CE QUE LE DISPARATE NE M’A PAS APPORTE [ce titre se trouve dans le manuscrit]
BANDE IX, face 1
Je ne voudrais pas apparaître comme un bonimenteur qui vend le nouveau remède. J’aimerais montrer que je ne suis ni obsédé ni dupe de mon disparate, mais que je crois que c’est quelque chose de bon. En n’en exagérant pas l’importance, ça fera peut-être mieux comprendre que c’est sérieux.
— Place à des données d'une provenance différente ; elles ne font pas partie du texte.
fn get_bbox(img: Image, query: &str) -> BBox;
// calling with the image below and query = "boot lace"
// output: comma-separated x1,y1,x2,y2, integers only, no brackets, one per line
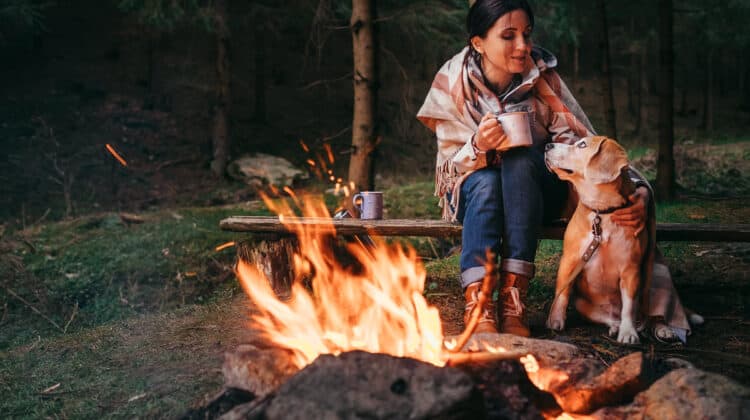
464,290,495,323
503,287,525,317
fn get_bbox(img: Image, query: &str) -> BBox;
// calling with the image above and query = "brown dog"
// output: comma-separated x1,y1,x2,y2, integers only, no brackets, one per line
545,136,652,344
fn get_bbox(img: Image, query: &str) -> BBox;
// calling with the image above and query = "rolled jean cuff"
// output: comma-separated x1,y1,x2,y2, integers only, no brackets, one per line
461,266,486,289
502,258,536,279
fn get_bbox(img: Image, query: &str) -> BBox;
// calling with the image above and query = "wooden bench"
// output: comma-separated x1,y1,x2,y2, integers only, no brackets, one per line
219,216,750,297
219,216,750,242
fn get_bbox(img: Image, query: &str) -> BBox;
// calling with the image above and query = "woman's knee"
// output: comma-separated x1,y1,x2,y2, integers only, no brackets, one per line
502,147,545,175
461,168,502,201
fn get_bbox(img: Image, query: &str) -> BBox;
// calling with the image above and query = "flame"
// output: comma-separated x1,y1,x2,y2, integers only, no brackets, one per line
237,194,446,368
215,241,236,252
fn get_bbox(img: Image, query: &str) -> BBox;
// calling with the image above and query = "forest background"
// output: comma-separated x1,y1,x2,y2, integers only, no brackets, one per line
0,0,750,417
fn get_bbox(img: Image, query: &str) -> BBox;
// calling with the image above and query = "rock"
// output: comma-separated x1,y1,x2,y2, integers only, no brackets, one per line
593,368,750,420
221,344,299,398
544,352,652,413
227,153,309,187
264,351,484,419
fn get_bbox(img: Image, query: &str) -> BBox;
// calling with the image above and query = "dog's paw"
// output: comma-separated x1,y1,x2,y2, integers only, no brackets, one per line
654,323,680,343
547,316,565,331
607,325,620,337
688,312,706,325
610,328,641,344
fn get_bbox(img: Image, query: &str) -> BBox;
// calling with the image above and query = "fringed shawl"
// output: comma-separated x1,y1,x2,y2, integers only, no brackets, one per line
417,47,594,221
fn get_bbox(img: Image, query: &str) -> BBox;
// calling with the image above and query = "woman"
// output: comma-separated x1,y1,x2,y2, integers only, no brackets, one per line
417,0,649,336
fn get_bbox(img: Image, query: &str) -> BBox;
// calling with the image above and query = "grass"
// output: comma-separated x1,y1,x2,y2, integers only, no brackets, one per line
0,139,750,418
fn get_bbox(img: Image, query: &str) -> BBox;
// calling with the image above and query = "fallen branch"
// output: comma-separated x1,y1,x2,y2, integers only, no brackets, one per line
445,248,497,353
444,351,529,366
0,302,8,325
3,286,65,333
63,302,78,333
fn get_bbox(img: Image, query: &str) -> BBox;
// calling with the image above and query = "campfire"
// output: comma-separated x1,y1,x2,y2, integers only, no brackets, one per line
200,194,736,418
237,195,516,368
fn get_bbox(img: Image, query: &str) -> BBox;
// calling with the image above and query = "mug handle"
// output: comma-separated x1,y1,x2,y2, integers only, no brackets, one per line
352,193,364,213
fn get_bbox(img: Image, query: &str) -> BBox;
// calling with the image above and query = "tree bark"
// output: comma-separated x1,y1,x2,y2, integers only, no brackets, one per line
573,45,581,92
633,51,646,136
701,49,714,133
599,0,617,138
211,0,231,176
253,12,267,122
349,0,377,190
656,0,676,199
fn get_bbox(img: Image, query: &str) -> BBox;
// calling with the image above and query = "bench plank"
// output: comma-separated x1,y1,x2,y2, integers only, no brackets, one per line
219,216,750,242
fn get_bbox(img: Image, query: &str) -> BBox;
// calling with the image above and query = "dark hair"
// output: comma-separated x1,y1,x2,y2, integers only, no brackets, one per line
466,0,534,40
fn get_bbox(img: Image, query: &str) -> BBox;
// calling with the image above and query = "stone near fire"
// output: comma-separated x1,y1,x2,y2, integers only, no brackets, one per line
544,352,652,413
592,368,750,420
264,351,484,419
221,344,299,398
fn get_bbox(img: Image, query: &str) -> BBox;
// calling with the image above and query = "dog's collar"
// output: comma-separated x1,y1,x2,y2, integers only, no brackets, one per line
581,198,631,214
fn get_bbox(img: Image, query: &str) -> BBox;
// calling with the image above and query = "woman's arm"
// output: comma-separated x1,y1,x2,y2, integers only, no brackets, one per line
435,120,496,174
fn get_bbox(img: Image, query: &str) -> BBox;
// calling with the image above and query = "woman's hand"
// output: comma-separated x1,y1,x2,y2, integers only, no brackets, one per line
612,187,648,236
474,112,505,152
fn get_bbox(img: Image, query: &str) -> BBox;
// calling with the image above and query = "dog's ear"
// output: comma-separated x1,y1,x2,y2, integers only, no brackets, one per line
583,137,628,184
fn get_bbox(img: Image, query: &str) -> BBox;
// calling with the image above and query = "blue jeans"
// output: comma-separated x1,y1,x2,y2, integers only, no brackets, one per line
457,148,568,288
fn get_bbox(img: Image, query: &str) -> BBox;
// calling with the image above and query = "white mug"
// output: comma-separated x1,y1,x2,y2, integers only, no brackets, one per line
497,111,534,150
352,191,383,219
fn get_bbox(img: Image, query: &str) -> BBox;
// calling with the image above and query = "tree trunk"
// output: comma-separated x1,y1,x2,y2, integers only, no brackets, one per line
633,49,646,136
701,49,714,133
211,0,231,176
656,0,675,199
253,12,267,122
573,45,581,93
349,0,377,190
628,50,640,117
599,0,617,138
628,17,640,117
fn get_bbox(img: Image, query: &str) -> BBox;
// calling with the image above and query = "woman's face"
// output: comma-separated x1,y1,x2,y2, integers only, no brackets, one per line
471,10,532,83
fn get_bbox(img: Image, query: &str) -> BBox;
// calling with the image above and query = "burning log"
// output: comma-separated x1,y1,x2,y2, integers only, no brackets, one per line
529,352,652,413
237,234,298,300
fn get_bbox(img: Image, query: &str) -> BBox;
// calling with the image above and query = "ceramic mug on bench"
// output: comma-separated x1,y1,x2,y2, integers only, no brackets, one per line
352,191,383,220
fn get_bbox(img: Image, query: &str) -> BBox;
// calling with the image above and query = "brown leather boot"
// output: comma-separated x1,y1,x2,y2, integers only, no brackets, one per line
497,272,531,337
464,281,497,334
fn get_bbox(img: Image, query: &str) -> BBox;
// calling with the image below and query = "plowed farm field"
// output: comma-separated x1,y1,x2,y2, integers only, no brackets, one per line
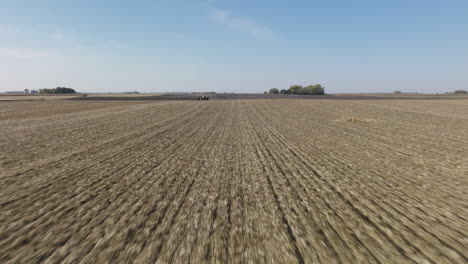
0,99,468,263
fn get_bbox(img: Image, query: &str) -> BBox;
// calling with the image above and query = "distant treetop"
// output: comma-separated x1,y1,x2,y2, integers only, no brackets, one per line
39,87,76,94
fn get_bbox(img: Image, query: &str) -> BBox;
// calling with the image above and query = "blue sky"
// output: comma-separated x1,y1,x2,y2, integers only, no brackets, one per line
0,0,468,93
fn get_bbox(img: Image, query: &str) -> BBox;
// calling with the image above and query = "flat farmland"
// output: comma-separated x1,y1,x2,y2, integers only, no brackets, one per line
0,99,468,263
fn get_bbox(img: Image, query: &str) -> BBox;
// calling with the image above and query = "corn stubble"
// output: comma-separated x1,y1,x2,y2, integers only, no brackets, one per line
0,99,468,263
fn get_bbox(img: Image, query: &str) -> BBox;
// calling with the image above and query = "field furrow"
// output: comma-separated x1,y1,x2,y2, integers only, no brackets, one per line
0,99,468,264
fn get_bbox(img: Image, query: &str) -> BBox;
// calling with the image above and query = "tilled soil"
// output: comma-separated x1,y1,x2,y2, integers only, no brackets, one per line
0,99,468,263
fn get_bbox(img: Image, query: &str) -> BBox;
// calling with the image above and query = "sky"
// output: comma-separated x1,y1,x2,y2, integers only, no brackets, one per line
0,0,468,93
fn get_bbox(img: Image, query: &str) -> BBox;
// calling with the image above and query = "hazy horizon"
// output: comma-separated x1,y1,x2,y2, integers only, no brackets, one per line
0,0,468,93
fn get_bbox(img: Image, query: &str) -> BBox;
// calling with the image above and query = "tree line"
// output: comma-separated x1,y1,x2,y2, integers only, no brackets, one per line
265,84,325,95
39,87,76,94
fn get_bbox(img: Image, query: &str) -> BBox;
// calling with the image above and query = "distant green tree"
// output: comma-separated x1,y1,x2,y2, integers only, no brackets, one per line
289,84,304,94
304,84,325,94
269,88,279,94
454,90,468,94
39,87,76,94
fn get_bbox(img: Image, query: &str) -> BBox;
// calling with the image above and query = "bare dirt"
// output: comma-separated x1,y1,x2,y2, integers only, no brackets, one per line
0,99,468,263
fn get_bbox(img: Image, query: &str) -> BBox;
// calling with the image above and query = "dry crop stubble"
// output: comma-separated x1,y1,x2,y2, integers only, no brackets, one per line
0,99,468,263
Ce que le disparate n’a pas changé en moi, c’est un élément de mon caractère : le sang froid. Il y a une espèce de distanciation vis-à-vis de ce qui peut m’arriver de grave. C’est dans mon tempérament naturel, j’ai été fait comme ça, je le suis resté. C’est assez différent d’ailleurs de la nervosité, car je suis aussi nerveux ; je suis nerveux sur le plan des idées, pas sur le plan de l’action. Quand j’étais gosse, si un objet échappait à mes mains, avant qu’il ne soit arrivé par terre j’avais eu le temps de réfléchir à ce qu’il fallait faire, au temps que j’avais pour réfléchir, et de le rattraper. C’est une sorte de sang froid que j’ai toujours eu dans l’action, et qui m’a servi, par exemple, quand j’étais à Dora où il s’agissait de remonter des talus verticaux, avec des chiens autour et une pierre trop grosse sur le dos, etc. Il fallait réfléchir très rapidement et se décider vite. Je pouvais faire cela avec un très grand calme, alors que je voyais autour de moi des camarades perdre leur calme et en mourir. Je crois que le disparate n’a rien changé à cela, j’avais cette espèce d’avantage qui est une chance dans mon système nerveux.